Source: Valuation by McKinsey & Company
This chart shows a similar study by McKinsey of how returns on invested capital evolve over time. While returns do show some level of decay, even over the very long-term high return businesses are able to sustain their rates of return. While American businesses have produced ROIC of 10% on average over time, companies that have initial high rates of return have not seen those returns decay towards average as we saw happens with growth rates. The average company with an initial ROIC of 17% was still producing an above average ROIC of 13% after five years and 12.5% over a decade later. Top performing firms returning 25% or more returns on capital have seen their ROIC persist in the mid-teens or better even over the very long run.

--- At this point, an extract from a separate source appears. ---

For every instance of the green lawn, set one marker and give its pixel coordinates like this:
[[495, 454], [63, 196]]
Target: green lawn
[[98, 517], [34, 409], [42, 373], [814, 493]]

In our post on What Drives PE Ratios, we showed why a company with a high ROIC commands a high valuation ratio and we demonstrated the math behind the size of the valuation premium. This same math shows that a company with a 12.5% long-term sustainable ROIC will command a 20% valuation premium over the average stock. This is equivalent to a PE ratio of 19.2x vs the market average of 16x.
Keep in mind that this valuation premium is based solely on the enhanced ROIC and does not take into account any differences in growth rate. But as we saw, on average, both high growth and low growth companies see their growth rate converge towards the rate of economic growth in a relatively show period of time. What this means is that the valuation premium that growth companies command is real but fleeting. While the valuation premium that high ROIC companies command is meaningful and persistent.
The charts above forms the intellectual underpinnings of our investment philosophy, which focuses on finding competitively advantaged companies. Rather than look for statistically cheap stocks as many value investors do, we prioritize looking for moaty, high return businesses which we believe can sustain their rate of return on capital over the long-term. These companies are far more valuable than the average company and therefore represent a good value even when they trade at valuations that are not statistically cheap when compared to average companies.